Dunque ai giovani non resta altro che "pulire i cessi" ad un collega più anziano per cercare di imparare qualcosa?

Mamma mia che tristezza!!!!

Altra provocazione.

Se le cose stanno veramente così non sarebbe meglio abolire la facoltà di geologia e aggrgarla ad ingegneria, magari come ingegneria geologica?

Iscritto: Jul 2002
Posts: 70
S
Member
Offline
Member
S
Iscritto: Jul 2002
Posts: 70
Ritorniamo sempre all'argomento che caratterizza i miei posts (una noia da leggere ormai shocked )....Perche` non abbiamo un'universita` legata all'industria ed ai suoi bisogni professionali?

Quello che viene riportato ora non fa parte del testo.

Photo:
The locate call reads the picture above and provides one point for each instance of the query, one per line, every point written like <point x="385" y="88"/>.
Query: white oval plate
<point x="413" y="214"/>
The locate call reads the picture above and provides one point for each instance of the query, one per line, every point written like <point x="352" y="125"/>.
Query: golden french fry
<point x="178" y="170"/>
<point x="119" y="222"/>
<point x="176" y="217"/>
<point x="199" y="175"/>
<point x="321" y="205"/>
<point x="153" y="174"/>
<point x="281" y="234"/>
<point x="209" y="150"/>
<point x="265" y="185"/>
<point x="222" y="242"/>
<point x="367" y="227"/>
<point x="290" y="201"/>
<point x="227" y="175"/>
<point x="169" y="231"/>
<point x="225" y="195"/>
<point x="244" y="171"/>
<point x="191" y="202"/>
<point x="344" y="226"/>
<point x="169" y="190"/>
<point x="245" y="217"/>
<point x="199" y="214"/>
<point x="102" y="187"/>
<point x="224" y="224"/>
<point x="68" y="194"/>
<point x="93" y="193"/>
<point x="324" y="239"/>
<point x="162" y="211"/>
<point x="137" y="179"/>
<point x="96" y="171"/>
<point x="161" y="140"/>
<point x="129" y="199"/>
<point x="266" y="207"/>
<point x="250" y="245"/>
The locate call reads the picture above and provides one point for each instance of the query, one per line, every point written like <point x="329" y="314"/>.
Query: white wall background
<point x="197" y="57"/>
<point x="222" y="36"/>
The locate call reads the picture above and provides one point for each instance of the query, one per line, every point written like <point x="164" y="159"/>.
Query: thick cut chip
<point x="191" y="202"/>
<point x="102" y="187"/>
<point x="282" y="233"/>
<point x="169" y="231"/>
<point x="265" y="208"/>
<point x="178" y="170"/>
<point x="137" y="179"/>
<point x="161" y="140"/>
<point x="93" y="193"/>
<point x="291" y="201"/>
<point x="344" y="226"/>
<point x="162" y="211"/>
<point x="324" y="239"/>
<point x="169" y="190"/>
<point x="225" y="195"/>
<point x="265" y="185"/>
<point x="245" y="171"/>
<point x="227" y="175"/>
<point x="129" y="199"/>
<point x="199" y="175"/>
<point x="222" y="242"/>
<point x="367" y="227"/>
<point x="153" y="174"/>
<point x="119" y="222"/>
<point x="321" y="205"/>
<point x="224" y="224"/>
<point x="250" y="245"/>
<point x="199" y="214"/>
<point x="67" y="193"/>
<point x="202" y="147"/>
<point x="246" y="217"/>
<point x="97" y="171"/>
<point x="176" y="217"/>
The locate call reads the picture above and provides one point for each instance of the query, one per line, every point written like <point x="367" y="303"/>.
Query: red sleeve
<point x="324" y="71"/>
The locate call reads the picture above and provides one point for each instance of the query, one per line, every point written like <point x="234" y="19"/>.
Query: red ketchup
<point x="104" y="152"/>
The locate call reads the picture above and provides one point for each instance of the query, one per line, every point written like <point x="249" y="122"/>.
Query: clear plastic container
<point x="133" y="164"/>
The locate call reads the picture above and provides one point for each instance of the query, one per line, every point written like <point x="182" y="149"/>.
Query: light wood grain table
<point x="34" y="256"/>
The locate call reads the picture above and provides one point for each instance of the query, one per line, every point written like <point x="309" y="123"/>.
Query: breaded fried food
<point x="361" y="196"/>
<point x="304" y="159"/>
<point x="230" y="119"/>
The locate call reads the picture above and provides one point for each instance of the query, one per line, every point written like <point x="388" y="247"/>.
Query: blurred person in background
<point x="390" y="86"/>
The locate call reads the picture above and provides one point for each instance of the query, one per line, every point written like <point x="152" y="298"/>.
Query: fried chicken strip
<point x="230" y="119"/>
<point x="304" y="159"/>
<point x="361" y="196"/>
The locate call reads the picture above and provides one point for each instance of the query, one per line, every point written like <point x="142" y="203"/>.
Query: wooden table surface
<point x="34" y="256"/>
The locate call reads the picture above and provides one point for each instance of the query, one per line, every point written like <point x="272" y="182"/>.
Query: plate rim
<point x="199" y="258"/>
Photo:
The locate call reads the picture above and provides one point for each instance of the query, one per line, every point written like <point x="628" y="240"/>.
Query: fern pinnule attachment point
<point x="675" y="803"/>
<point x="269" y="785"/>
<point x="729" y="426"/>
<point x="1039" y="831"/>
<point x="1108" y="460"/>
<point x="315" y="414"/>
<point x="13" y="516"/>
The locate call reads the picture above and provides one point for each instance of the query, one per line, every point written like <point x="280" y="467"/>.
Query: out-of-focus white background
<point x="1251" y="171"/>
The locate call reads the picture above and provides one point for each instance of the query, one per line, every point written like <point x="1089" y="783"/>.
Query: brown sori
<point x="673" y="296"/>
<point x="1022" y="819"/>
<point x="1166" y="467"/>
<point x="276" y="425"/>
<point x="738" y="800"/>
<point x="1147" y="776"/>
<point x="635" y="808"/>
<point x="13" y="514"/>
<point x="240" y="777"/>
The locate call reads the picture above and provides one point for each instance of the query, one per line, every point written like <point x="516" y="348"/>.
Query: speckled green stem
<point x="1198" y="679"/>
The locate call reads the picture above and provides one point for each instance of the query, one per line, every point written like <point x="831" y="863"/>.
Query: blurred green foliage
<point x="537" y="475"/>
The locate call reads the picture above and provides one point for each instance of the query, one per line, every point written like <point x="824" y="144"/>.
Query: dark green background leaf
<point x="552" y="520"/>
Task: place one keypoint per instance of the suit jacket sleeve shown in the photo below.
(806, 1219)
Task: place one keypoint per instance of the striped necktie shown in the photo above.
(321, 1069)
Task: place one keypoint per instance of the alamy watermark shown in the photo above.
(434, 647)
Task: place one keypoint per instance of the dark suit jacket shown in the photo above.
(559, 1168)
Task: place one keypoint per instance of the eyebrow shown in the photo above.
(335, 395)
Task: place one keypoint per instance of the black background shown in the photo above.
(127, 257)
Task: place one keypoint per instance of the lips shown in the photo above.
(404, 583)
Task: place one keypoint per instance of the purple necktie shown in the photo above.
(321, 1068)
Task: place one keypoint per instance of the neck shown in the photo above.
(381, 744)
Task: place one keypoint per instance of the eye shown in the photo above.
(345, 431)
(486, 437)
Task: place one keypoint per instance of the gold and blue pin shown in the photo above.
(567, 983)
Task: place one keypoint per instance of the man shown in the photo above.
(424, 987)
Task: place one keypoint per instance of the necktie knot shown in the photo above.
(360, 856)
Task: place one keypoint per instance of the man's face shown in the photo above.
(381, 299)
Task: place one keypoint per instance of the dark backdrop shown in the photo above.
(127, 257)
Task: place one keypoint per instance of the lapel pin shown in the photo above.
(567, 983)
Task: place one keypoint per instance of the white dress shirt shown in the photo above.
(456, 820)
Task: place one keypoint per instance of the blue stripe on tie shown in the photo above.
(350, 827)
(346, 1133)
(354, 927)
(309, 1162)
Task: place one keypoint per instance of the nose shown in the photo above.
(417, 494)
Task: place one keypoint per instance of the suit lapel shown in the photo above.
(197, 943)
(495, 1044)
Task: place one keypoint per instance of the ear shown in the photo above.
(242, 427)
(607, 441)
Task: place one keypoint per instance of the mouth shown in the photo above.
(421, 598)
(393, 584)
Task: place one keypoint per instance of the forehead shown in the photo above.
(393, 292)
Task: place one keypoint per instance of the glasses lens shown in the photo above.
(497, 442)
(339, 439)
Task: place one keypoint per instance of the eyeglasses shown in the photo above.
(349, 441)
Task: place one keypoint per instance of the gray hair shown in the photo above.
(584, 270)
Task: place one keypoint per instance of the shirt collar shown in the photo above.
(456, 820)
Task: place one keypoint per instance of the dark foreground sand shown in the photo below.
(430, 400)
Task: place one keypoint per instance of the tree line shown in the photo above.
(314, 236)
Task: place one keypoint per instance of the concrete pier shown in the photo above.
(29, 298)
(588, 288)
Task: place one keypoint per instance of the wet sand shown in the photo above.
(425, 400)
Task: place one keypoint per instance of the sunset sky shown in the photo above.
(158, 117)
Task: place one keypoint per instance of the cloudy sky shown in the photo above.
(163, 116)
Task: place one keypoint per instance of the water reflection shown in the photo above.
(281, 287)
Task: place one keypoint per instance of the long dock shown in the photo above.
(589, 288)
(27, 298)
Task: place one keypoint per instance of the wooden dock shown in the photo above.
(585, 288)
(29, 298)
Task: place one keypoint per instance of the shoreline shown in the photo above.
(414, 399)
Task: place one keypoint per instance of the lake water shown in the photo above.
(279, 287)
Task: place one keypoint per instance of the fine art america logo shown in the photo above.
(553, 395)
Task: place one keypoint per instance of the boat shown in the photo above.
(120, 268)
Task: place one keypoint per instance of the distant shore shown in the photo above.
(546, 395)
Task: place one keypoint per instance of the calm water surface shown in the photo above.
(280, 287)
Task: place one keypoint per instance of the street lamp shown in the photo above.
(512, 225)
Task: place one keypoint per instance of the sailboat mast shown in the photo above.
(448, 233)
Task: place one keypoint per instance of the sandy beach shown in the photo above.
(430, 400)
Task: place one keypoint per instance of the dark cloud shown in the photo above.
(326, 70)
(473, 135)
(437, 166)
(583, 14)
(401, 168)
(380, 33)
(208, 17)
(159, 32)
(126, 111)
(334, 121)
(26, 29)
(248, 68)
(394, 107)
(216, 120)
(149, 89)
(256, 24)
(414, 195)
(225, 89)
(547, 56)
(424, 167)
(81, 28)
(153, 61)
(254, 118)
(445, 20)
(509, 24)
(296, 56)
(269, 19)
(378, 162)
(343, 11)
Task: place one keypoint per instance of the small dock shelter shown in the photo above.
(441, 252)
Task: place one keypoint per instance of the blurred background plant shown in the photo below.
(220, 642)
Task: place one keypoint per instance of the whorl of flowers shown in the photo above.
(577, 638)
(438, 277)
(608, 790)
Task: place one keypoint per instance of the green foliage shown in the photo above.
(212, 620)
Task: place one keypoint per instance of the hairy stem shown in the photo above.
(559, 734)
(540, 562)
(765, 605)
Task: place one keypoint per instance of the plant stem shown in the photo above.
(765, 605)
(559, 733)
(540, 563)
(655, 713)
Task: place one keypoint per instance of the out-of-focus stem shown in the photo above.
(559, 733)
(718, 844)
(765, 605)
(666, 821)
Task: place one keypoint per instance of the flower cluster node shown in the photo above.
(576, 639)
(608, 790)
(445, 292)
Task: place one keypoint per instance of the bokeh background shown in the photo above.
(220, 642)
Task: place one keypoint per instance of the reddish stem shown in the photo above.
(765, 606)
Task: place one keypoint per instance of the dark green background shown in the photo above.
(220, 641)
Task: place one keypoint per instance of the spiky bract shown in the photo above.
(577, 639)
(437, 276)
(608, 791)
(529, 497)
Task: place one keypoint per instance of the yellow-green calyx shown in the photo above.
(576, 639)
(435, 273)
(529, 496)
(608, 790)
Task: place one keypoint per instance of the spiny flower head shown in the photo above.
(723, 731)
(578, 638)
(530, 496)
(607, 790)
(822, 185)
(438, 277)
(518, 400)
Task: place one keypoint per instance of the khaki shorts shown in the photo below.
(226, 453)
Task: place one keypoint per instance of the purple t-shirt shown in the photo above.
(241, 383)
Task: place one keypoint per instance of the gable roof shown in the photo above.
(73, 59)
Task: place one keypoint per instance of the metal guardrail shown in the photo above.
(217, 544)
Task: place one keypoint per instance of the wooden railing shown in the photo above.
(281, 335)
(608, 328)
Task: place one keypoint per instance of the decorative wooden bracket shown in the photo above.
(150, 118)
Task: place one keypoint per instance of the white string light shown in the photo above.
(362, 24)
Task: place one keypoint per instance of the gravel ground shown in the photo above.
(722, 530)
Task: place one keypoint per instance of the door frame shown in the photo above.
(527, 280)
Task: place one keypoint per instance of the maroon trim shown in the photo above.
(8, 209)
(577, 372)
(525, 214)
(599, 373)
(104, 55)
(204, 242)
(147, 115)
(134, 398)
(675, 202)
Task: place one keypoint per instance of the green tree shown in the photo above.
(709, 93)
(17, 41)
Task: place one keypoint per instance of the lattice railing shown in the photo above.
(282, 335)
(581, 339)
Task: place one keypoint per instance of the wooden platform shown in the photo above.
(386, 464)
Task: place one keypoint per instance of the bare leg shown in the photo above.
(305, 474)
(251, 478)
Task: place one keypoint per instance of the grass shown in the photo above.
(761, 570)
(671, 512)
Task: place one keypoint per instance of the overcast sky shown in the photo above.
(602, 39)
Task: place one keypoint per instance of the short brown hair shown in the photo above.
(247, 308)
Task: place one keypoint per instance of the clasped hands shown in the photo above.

Guardiamo in faccia alla realta`....ci insegnano pura teoria, poca pratica sia sul campo che dal lato informatico. Come ho gia` postato una volta, ricordo che qualcuno anni fa propose di privatizzare in parte il sistema universitario. Ricordo ancora meglio le manifestazioni in piazza e le aulee occupate. Forse qualcuno di quelli che al tempo si scandalizzarono ora non sputerebbero tanto su di un corso in modelli idrogeologici, interpretazione sismica, o su di una tesi con una compagnia petrolifera/ambientale.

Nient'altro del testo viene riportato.